The consent decree is the product of the United States’ civil pattern or practice investigation of NOPD, which began in May 2010 and resulted in a comprehensive report in which the department found that the NOPD engages in a pattern or practice of misconduct that violates the Constitution and other federal laws. The Justice Department’s investigation found a pattern or practice of excessive force, including stops, searches and arrests in violation of the Fourth Amendment. The investigation also found evidence of discriminatory policing based on race, ethnicity, gender and sexual orientation. This civil pattern or practice investigation was separate from the numerous federal criminal civil rights prosecutions of NOPD officers during this time period.

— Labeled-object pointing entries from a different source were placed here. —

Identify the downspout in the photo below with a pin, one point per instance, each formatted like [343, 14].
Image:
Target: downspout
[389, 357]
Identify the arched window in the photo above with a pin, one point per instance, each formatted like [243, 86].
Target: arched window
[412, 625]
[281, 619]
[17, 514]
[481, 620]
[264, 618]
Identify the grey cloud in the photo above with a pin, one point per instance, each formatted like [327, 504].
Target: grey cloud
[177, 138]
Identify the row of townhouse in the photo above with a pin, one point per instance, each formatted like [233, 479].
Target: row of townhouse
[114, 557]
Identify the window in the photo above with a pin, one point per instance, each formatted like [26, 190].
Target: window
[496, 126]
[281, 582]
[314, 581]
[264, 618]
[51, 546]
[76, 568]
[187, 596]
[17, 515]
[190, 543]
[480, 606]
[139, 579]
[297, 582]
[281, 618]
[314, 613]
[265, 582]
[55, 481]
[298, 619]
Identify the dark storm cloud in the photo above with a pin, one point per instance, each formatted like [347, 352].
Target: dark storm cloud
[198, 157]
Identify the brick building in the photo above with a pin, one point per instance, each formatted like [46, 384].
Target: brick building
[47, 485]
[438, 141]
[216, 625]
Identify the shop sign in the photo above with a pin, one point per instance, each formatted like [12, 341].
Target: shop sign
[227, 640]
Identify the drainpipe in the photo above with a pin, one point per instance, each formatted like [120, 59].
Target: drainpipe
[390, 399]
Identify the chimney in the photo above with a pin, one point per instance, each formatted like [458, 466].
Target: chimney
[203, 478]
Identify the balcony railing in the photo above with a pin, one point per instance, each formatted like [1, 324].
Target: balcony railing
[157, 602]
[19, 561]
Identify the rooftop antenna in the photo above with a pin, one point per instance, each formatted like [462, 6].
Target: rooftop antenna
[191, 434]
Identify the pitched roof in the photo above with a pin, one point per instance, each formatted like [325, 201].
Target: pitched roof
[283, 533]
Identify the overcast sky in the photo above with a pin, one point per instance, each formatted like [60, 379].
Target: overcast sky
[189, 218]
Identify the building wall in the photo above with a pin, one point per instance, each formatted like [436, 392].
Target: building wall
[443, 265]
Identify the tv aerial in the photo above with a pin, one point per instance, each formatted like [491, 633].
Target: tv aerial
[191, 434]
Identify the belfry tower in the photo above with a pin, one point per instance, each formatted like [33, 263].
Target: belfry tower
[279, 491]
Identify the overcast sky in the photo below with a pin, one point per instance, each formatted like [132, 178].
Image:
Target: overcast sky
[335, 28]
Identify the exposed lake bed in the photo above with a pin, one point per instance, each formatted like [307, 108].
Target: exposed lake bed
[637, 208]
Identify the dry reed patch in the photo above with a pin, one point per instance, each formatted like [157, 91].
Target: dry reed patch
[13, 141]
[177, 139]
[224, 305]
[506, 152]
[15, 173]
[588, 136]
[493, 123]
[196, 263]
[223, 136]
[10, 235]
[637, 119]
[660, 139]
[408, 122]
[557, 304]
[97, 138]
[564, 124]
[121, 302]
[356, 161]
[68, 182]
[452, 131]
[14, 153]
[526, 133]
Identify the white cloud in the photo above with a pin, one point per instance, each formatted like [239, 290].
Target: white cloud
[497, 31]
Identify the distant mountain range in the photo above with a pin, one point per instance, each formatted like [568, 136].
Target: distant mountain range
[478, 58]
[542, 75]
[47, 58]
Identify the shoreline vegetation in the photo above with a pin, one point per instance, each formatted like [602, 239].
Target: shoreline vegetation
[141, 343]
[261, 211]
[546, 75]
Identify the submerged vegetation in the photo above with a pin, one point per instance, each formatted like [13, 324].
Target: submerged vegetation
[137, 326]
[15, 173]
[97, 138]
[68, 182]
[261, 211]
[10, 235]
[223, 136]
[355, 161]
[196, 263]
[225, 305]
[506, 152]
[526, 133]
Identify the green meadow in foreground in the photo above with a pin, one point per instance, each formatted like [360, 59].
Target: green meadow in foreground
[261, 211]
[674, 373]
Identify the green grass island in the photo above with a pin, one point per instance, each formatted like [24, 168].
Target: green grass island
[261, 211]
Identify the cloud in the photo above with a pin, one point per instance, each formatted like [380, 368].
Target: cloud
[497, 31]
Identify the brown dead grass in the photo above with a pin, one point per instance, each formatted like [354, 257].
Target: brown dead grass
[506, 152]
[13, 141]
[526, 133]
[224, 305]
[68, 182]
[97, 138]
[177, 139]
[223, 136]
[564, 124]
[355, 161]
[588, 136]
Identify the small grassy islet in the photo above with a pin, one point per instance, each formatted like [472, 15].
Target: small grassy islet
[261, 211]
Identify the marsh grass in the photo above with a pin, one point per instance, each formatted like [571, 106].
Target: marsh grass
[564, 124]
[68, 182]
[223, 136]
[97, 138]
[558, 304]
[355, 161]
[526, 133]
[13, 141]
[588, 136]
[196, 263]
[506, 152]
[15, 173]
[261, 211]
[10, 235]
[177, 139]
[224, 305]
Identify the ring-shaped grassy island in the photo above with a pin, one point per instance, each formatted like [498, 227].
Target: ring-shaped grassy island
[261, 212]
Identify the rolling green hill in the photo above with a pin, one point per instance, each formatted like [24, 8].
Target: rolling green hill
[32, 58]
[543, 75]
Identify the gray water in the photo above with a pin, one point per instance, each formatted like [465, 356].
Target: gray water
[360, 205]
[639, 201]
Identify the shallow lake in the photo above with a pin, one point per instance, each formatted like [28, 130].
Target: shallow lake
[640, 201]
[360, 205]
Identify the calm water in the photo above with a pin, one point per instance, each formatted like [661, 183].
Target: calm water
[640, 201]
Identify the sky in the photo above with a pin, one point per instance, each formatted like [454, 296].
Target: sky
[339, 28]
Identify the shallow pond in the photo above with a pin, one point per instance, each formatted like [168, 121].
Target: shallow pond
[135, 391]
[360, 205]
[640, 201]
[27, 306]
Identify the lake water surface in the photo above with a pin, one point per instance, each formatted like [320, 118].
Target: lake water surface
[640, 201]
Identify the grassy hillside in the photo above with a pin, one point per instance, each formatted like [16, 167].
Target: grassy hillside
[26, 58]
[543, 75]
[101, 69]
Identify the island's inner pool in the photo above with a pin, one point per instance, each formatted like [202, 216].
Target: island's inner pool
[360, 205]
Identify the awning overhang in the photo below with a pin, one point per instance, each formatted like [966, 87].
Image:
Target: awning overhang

The Justice Department’s civil pattern or practice investigation was informed by 12 experts on police practices, including a number of current and former police professionals. The investigation included numerous onsite visits and observations of police-community interactions, including interviews with New Orleans officials, NOPD command staff, supervisors and police officers. Additionally, the department’s investigation reviewed more than 36,000 pages of documents and held interviews with residents, community groups and other stakeholders.

The investigation was conducted in accordance with the police misconduct provision (Section 14141) of the Violent Crime Control and Law Enforcement Act of 1994 (VCCLEA) , the anti-discrimination provisions of the Omnibus Crime Control and Safe Streets Act of 1968, and Title VI of the Civil Rights Act of 1964. Under Section 14141 of VCCLEA, the Justice Department has the authority to file civil suits against law enforcement agencies that engage in a pattern or practice of misconduct. The department also has the authority under the Safe Streets Act and Title VI to file suit against law enforcement agencies that engage in discrimination if they receive federal funds.

After initially applauding the NOPD conset decree as a “clear roadmap forward” when he signed it on July 24, 2012, New Orleans Mayor Mitch Landrieu said earlier this year in a federal court brief that the City of New Orleans no longer needs a NOPD consent decree because the New Orleans Police Department is reforming itself.

The fatal NOPD shootings of Justin Sipp and an unarmed Wendell Allen, within a seven-day period in March of 2012, and a Feb. 10, 2013 incident involving plainclothes officers and two Black teenagers in the French Quarter, have led to renewed demands for NOPD reforms and an end to racial profiling, excessive force and other forms of unconstitutional policing. Both Justin Sipp and Wendell Allen were 20 years old and Earl Sipp, 24, was also injured in a gunfire exchange with NOPD officers. Both the Sipp and Allen families have filed civil lawsuits against the City of New Orleans and the NOPD this past March.